# What military system would be best for Space Federation?



## watermark (Jan 29, 2017)

So a question for military buffs. If humanity were to form a combined Space Federation in the far future, what would it be based on? 

I mean, spaceships would be like a Navy or the Air Force, the ground troops sent to conquer planets would be like an Army, and the space marines are well, Marines. So who would be in charge? Right now on earth these branches are separately led by different generals who report to maybe a president or parliament for final approval. But I'm sure the day to day operations would still be run by the generals. What would it be like for a Space force?


----------



## The Fantastical (Jan 29, 2017)

If you read most sci-fi the excepted route is to have a new form of government, a galactic or universal or confederate government body that either overrules the individual governments or has totally replaced them. From there you would have the normal hierarchy type system as you work your way down to the ground troops with your generals at the top.


----------



## Winston (Jan 29, 2017)

As a student of history with a focus on military affairs, I'd advise a look at the Cold War example.  The Warsaw Pact (Soviets)  used a central. command-based structure limiting individual decisions.  While NATO (US) favored a "general plan" model where tactical decisions were largely left in the hands of local commanders.  At this moment, one of those systems is in the "dustbin of history" (whilst the other is committing suicide?). 

This is a global example.  Now, imagine the command and control nightmare an interstellar federation would encounter.  Of course, you could violate basics physics by giving your characters instantaneous communication ability.  Not likely and not believable.  We'd like to believe that some central authority could run affairs better than local control, but history has proven otherwise.

No, think of the armies of antiquity (ie The Roman Legions).  Strong men were given limited autonomy by the government to wage war.  They lived off the resources of the conquered, subjugating and incorporation the vanquished.  

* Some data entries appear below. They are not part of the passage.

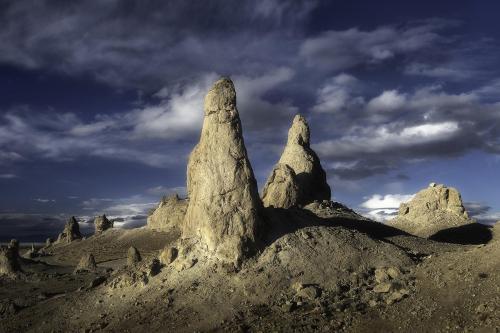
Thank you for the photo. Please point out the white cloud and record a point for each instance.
(389, 100)
(337, 94)
(384, 207)
(340, 50)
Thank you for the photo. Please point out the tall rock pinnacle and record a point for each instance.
(224, 204)
(310, 176)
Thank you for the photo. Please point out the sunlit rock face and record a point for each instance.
(431, 210)
(169, 214)
(224, 205)
(282, 189)
(298, 155)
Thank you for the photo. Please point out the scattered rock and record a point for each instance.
(133, 256)
(298, 155)
(431, 210)
(86, 264)
(281, 189)
(101, 224)
(169, 213)
(168, 255)
(224, 204)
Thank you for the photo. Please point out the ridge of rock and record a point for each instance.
(224, 205)
(298, 155)
(433, 209)
(168, 214)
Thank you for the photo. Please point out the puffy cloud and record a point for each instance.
(340, 50)
(384, 207)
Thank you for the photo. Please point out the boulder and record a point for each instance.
(298, 155)
(102, 224)
(169, 213)
(86, 264)
(70, 233)
(133, 256)
(433, 209)
(281, 189)
(224, 205)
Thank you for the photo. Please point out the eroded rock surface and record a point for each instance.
(298, 155)
(86, 264)
(169, 213)
(281, 189)
(433, 209)
(102, 223)
(70, 233)
(224, 204)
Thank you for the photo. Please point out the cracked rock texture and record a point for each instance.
(433, 209)
(169, 213)
(224, 204)
(298, 155)
(282, 189)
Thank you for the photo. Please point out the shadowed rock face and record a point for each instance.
(169, 214)
(71, 231)
(432, 210)
(101, 223)
(281, 189)
(9, 264)
(224, 205)
(298, 155)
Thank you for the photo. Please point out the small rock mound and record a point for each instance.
(281, 189)
(86, 264)
(133, 256)
(224, 205)
(9, 264)
(298, 155)
(70, 233)
(433, 209)
(169, 213)
(102, 224)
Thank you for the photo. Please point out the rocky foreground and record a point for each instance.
(227, 260)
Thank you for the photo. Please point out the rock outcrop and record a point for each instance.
(433, 209)
(9, 264)
(133, 256)
(224, 204)
(310, 176)
(86, 264)
(169, 213)
(70, 233)
(101, 223)
(282, 189)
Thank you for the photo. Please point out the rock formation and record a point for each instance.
(9, 264)
(281, 189)
(431, 210)
(70, 233)
(169, 213)
(86, 264)
(101, 224)
(298, 155)
(224, 204)
(133, 256)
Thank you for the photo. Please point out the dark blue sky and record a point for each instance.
(101, 101)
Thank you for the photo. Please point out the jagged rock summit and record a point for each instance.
(71, 231)
(431, 210)
(169, 213)
(309, 175)
(101, 223)
(224, 204)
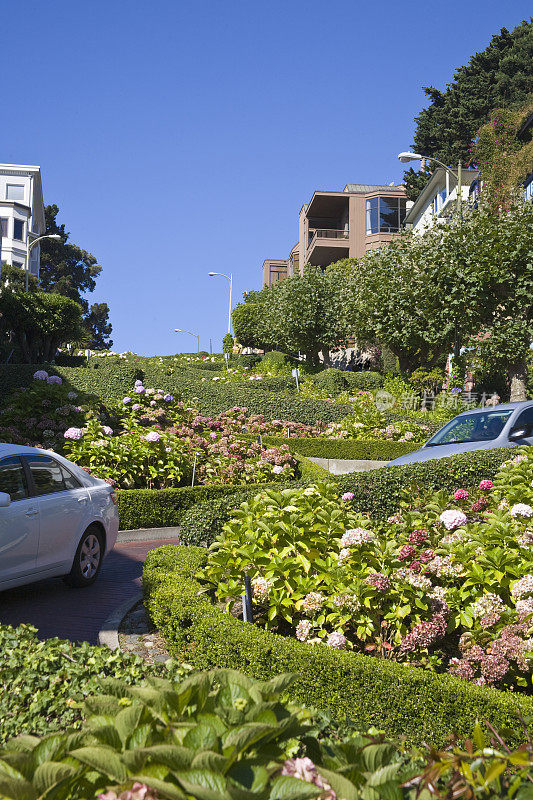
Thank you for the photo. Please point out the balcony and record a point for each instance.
(327, 245)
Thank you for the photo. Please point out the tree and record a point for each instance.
(296, 314)
(500, 75)
(71, 271)
(39, 322)
(424, 295)
(97, 322)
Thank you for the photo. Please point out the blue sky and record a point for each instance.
(183, 137)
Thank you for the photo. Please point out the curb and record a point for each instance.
(148, 534)
(108, 633)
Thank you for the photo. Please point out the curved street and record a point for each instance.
(78, 614)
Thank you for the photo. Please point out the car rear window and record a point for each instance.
(47, 475)
(12, 478)
(477, 427)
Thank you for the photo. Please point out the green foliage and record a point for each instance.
(43, 683)
(499, 75)
(97, 321)
(405, 701)
(344, 448)
(38, 322)
(378, 492)
(227, 343)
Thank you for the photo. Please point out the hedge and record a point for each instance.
(160, 508)
(377, 492)
(107, 381)
(405, 701)
(344, 448)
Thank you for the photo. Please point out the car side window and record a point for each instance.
(70, 481)
(525, 419)
(12, 478)
(47, 475)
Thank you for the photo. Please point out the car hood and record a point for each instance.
(443, 450)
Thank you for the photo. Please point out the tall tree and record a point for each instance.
(97, 321)
(500, 75)
(71, 271)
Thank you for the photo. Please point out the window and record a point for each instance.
(475, 427)
(384, 214)
(70, 481)
(18, 230)
(12, 478)
(525, 419)
(15, 192)
(47, 475)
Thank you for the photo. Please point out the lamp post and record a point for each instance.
(406, 157)
(29, 246)
(180, 330)
(230, 279)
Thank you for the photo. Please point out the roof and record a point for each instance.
(364, 188)
(501, 407)
(428, 192)
(19, 449)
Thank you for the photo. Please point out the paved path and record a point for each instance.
(78, 614)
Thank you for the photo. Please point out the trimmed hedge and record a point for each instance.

That is your army of the future.  The army of our past.


----------



## K.S. Crooks (Feb 4, 2017)

I think there would be four separate branches: a marines-type division responsible for inter-planetary needs, including transport- an army, navy and air force division for activity on a planet. When people are going somewhere new then the marines would be the first one to go. Of course you could use the Starfleet or Battlestar or Starship Troopers model.


----------